疾患プロテオゲノム研究センター片桐豊雅教授・吉丸哲郎助教の研究グループの研究成果がネイチャー・コミュニケーションズ( Nature Communications)オンライン版に掲載されました

2013年9月30日

平成25年9 月 20日付け発行のネイチャー・コミュニケーションズ( Nature Communications)オンライン版で、疾患プロテオゲノム研究センター片桐豊雅教授・吉丸哲郎助教の研究グループの研究成果が発表されました。

 

乳がんの約70%は女性ホルモンであるエストロゲン依存性であり、その受容体(エストロゲン受容体:ER)の活性化を通じて細胞増殖を促進します。その治療法としては、主に抗エストロゲン剤であるタモキシフェンをはじめとする内分泌療法が術後補助療法や進行・再発乳癌の標準治療法として行われており、顕著な生存維持に貢献してきました。しかしながら、タモキシフェンの長期服用による耐性獲得、副作用の出現や不応例が存在し、深刻な問題となっており、耐性機構の解明および新規治療法の開発は喫緊の課題でありました。

疾患プロテオゲノム研究センターゲノム制御分野の片桐豊雅教授・吉丸哲郎助教の研究グループは、これまでに網羅的遺伝子発現解析を通じて、乳がんに特異的に発現亢進を認める新規ER活性化制御分子BIG3 (Brefeldin A-Inhibited Guanine nucleotide-exchange protein 3)を同定していました。今回、エストロゲン依存性乳がん細胞の増殖には、BIG3によるERシグナル抑制因子PHB2の抑制機能制御が必須であることを見いだし、新たな乳がんにおけるBIG3を介したエストロゲンシグナル経路を提唱しました(図1)。さらに、BIG3-PHB2の相互作用を阻害するBIG3-PHB2ドミナント・ネガティブペプチド(ERAPペプチド)を見いだし、これをER陽性乳がん細胞へ投与することでBIG3から解放されたPHB2のER活性抑制機能を回復させ、ER陽性乳癌細胞およびヌードマウスに移植した乳がん細胞において顕著な抗腫瘍効果を引き起こすことに成功しました。また、タモキシフェン耐性を獲得した乳がんに対しても顕著な抗腫瘍効果を示すことがわかりました(図2)。ERAPペプチドを基にしたBIG3-PHB2の相互作用阻害する治療薬が開発されれば、タモキシフェンによる治療に効果のない患者や、治療後に再発した患者にも有用となります。
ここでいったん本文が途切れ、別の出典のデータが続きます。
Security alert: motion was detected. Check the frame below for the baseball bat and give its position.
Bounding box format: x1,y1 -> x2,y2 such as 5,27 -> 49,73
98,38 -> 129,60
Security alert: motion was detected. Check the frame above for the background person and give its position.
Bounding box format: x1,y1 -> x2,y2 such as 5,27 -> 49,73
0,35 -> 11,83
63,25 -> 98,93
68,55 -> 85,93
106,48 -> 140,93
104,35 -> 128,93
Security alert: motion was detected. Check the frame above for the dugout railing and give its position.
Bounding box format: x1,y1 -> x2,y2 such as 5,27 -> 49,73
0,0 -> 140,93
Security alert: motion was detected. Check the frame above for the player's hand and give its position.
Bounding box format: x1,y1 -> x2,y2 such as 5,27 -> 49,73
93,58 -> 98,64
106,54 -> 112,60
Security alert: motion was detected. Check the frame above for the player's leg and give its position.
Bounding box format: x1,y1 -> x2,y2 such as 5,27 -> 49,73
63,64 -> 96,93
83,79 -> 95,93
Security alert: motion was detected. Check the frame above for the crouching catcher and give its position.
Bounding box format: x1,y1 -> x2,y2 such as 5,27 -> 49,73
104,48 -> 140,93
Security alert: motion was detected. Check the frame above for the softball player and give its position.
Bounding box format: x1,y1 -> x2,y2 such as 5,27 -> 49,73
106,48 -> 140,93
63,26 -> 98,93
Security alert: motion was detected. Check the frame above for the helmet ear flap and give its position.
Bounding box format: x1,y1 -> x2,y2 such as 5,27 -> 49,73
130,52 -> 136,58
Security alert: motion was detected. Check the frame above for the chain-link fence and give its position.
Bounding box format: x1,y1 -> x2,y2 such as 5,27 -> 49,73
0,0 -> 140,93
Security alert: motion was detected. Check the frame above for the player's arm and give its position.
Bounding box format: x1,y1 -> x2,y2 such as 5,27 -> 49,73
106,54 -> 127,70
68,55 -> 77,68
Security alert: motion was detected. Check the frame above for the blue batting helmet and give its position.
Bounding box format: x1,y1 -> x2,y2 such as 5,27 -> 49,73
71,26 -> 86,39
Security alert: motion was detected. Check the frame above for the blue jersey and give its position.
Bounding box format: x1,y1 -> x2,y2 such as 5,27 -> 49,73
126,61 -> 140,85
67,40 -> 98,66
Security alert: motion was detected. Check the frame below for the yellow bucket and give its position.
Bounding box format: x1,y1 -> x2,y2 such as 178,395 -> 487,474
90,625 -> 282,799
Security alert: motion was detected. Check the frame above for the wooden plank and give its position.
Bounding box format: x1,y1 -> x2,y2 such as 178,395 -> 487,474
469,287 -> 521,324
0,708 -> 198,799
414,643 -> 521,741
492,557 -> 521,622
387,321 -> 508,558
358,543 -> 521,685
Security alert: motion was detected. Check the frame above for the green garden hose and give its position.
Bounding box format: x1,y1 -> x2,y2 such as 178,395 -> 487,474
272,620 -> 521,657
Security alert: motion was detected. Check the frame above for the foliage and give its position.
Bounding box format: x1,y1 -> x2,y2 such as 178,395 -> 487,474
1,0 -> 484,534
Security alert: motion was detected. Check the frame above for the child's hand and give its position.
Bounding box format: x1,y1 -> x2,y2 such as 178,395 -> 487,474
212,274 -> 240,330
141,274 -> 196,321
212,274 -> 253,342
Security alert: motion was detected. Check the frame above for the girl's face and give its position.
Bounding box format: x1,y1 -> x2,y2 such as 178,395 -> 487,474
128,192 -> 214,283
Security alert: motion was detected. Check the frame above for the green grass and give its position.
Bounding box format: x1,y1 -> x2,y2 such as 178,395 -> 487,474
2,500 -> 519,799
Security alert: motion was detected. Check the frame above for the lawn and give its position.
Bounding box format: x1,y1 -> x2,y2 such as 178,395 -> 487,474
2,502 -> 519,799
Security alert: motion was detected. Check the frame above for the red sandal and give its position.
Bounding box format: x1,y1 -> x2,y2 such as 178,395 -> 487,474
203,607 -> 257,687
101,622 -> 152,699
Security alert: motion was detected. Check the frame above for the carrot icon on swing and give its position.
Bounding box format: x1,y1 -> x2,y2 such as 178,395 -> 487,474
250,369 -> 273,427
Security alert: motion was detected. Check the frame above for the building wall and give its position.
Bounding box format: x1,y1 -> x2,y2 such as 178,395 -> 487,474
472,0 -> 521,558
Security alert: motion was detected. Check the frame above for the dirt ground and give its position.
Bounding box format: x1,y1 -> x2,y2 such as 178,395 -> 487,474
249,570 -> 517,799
BIG3は乳がん細胞にのみ存在し、正常細胞には存在しないことから、抗がん剤において認められる重い副作用が起きないと考えられ、またERAPペプチドの効果はエストロゲンの量や作用には影響しないため、従来の抗ホルモン剤がエストロゲンの働きを抑えるために起きる更年期症状といった副作用が起きないことも期待されます。

 

(用語の解説)

ペプチド:アミノ酸が2個以上ペプチド結合(アミド結合)にて繋がった化合物の総称。

 

BIG3-PHB2ドミナント・ネガティブペプチド(優性阻害ペプチド):PHB2タンパク質と結合可能なアミノ酸配列を有するペプチドをいう。がん細胞内では、通常PHB2タンパク質はBIG3タンパク質と結合するが、このペプチドを投与することで細胞内のPHB2はBIG3タンパク質とペプチドとの競合的な結合が生じ、その結果PHB2とBIG3の結合阻害が起きる。